The orientation of hydraulic fractures controls the productivity from hydrocarbon reservoirs. Productivity from low permeability formations is greatly improved having multiple fractures oriented transversely rather than longitudinally, relative to a horizontal wellbore. Analytical approximations from the literature for the longitudinal and transverse fracturing stresses are modified to incorporate pore pressure effects and then used to develop a criterion for the orientation of fractures initiating from perforated wells. The validity of this criterion is assessed numerically and is found to overestimate transverse fracture initiation, which occurs under a narrow range of conditions; when the formation tensile strength is below a critical value and the breakdown pressure within a "window."

In horizontal wells, it is easier to achieve longitudinal fracture initiation, as transverse fracture initiation only occurs over a narrow wellbore pressure-at-breakdown window, while longitudinal fracture initiation occurs at comparatively higher wellbore pressures. The numerical study shows that in contradiction with existing analytical approximations, the tangential stress which induces transverse fracture initiation, is a stronger function of wellbore pressure just as the stress inducing longitudinal fracture initiation is. This reduces the breakdown pressure window for transverse fracture initiation compared to what the derived analytical approximations predict. Furthermore, this creates an additional constraint for transverse fracture initiation; the critical tensile strength value, which determines the maximum tensile strength for which transverse fracture initiation is possible for a given stress state.

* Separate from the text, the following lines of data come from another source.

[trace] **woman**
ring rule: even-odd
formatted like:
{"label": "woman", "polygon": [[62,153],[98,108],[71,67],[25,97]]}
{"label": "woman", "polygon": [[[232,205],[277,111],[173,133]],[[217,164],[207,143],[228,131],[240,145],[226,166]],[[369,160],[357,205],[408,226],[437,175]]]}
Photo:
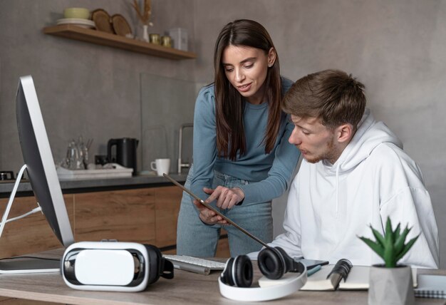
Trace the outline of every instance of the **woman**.
{"label": "woman", "polygon": [[[280,108],[291,82],[280,76],[269,34],[251,20],[236,20],[223,28],[214,61],[214,82],[200,91],[195,103],[193,166],[185,186],[269,242],[271,200],[287,189],[299,157],[299,150],[288,143],[294,126]],[[198,202],[195,204],[183,193],[178,254],[214,256],[223,226],[232,257],[261,248],[226,225],[221,217]]]}

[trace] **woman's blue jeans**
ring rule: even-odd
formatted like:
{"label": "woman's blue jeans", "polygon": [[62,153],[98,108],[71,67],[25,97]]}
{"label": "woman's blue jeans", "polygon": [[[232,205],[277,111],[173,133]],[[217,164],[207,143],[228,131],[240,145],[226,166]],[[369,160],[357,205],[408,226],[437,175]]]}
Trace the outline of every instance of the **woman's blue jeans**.
{"label": "woman's blue jeans", "polygon": [[[191,167],[185,186],[190,188],[193,172]],[[234,187],[249,184],[246,180],[226,174],[214,172],[213,187],[222,185]],[[202,198],[205,200],[206,198]],[[215,207],[215,202],[212,202]],[[264,242],[273,238],[271,202],[246,203],[232,209],[222,210],[231,220]],[[199,218],[198,209],[192,203],[191,197],[183,192],[178,226],[177,228],[177,254],[194,257],[214,257],[222,227],[228,232],[231,257],[259,251],[262,246],[232,225],[206,225]]]}

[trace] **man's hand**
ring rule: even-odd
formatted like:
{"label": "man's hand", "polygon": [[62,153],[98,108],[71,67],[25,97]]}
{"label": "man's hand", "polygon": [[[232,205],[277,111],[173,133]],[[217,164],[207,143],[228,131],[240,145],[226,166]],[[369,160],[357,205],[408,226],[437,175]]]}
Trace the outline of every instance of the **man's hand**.
{"label": "man's hand", "polygon": [[217,200],[217,207],[220,209],[232,209],[244,199],[244,192],[239,187],[229,189],[219,185],[215,190],[204,187],[203,190],[206,194],[210,195],[206,200],[206,203]]}
{"label": "man's hand", "polygon": [[199,210],[199,217],[203,222],[207,224],[228,224],[228,222],[224,220],[223,217],[216,214],[215,212],[212,210],[209,210],[207,207],[204,207],[199,203],[198,200],[194,200],[194,205],[195,205],[197,208]]}

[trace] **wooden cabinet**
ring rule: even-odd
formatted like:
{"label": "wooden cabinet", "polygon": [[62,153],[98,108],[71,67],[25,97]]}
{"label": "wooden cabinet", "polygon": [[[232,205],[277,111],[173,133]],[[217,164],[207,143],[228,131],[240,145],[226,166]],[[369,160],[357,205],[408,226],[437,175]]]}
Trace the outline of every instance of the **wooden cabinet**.
{"label": "wooden cabinet", "polygon": [[75,240],[118,239],[153,243],[155,239],[154,190],[75,194]]}
{"label": "wooden cabinet", "polygon": [[[180,188],[169,186],[69,194],[64,200],[76,242],[118,239],[151,244],[175,254],[181,197]],[[0,200],[0,213],[7,202]],[[9,218],[36,207],[33,197],[16,197]],[[0,257],[61,247],[45,217],[36,213],[6,224]],[[227,239],[220,239],[217,256],[229,256]]]}

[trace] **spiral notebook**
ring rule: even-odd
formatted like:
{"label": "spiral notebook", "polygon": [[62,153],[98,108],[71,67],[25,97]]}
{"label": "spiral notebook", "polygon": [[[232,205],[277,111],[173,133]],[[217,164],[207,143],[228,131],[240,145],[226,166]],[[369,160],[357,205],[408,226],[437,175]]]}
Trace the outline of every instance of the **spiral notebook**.
{"label": "spiral notebook", "polygon": [[444,275],[418,274],[418,286],[414,289],[415,296],[446,299],[446,276]]}
{"label": "spiral notebook", "polygon": [[[328,276],[335,265],[322,266],[314,274],[308,276],[306,284],[301,290],[334,291],[336,287]],[[344,281],[339,281],[339,290],[367,290],[369,287],[370,266],[353,266]],[[414,287],[417,286],[417,269],[412,268],[412,279]]]}

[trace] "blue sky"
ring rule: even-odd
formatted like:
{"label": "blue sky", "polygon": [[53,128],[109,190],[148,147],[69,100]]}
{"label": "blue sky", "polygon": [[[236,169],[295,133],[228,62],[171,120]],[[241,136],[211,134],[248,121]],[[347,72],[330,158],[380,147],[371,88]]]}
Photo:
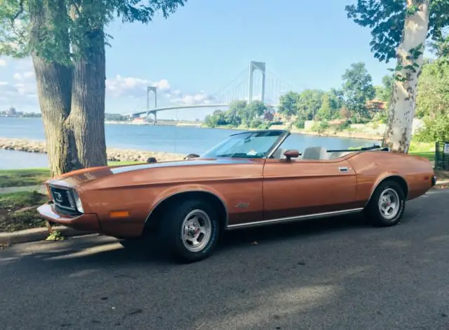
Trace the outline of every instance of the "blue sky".
{"label": "blue sky", "polygon": [[[144,110],[145,86],[160,88],[159,106],[213,102],[216,91],[250,60],[299,88],[339,87],[351,63],[363,61],[375,84],[394,65],[370,51],[370,31],[348,20],[355,0],[189,0],[148,25],[114,22],[107,49],[107,112]],[[39,111],[29,60],[0,59],[0,107]],[[13,93],[15,88],[15,94]],[[268,92],[268,91],[267,91]],[[257,94],[257,91],[255,94]],[[214,109],[167,111],[160,118],[194,119]]]}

The range of the in-situ stress states where transverse fracture initiation is promoted can be visualized in dimensionless plots for perforated wells. This is useful for completion engineers; when targeting low permeability formations, wells must be made to induce multiple transverse fractures. A numerical simulation scheme performed on several stress states demonstrates frequent occurrence of longitudinal fracture initiation, implying that the propagating fracture re-orients in the near-wellbore region to become aligned perpendicular to the least compressive in-situ principal stress. This is the cause of near-wellbore tortuosity, which in turn is a cause completions and production-related problems, such as early screenouts and post-stimulation well underperformance.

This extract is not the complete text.